All previous scaling scenarios are workarounds for the monolithic architecture. The monolith is still present but fully or partially distributed on more servers.
Distributed monolith is moving our architecture one step closer towards the infinite scalability point. Horizontal scaling and data sharding are traversing our architecture along X and Z axes of the scalability cube. However, without going up on the Y axis we would soon hit the scalability limit with the distributed monolith. It is hard to say to how many users a distributed monolith can support, but the fact is that more you scale out or more you partition your data in shards, the more difficult it becomes to maintain your system. Before we go to the architecture that would push you up on the Y axis, it is important to mention one more concept - SOA.
As previously mentioned, two main pain points with monoliths are dependency and scalability restrictions. As the scalability was more or less being
successfully solved with the distributed monolithic architecture, the dependency still remained as problem. As applications were growing, they
started exchanging data with surrounding applications. The overall landscape became complex and overcrowded with peer to peer connections.
A new architecture emerged as a possible solution to this problem - Service Oriented Architecture (SOA).

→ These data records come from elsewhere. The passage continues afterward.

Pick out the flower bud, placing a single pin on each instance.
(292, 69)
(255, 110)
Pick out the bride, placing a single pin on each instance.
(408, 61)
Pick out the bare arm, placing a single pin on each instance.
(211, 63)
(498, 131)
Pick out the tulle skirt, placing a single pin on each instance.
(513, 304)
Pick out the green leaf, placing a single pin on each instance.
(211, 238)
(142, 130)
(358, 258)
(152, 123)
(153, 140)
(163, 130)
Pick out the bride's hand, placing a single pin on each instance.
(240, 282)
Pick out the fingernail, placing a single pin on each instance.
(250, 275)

SOA is basically a way to connect different monoliths in a consistent way.
SOA was well received by enterprises. There are SOA opponents who are saying that Enterprise Service Bus (ESB), as the main component of SOA infrastructure, became just another complex monolith. I personally think that any technology can be abused. SOA brings many benefits when implemented rationally and according to the best practices / design patterns.
SOA didn't do anything to the application scalability but the SOA concept introduced an important integration solution that helped applications talk to each other. The traditional implementation of SOA, offered by big vendors in this space, didn't do much favour to the integration architecture style but it paved the way to the more lightweight services.
Finally, our scalability cube becomes complete. By employing a combination of previous architectures, you can almost find your way to the
infinite scalability point and get that Holy Grail of architecture. Almost...
The journey through the architecture styles now meets Cloud. No application can scale infinitely unless the underlying infrastructure can scale infinitely. Luckily, one bookstore came up with the solution several years back. Amazon was the first to open its infrastructure to the public. Soon after, other major players (Microsoft, Google) followed and now we have over 15 cloud providers out there.
Not only has cloud introduced managed services for all of our application and network components (managed databases, DNS, load balancers, storage, computing etc.), it went even further and invented something completely revolutionary - Serverless architecture.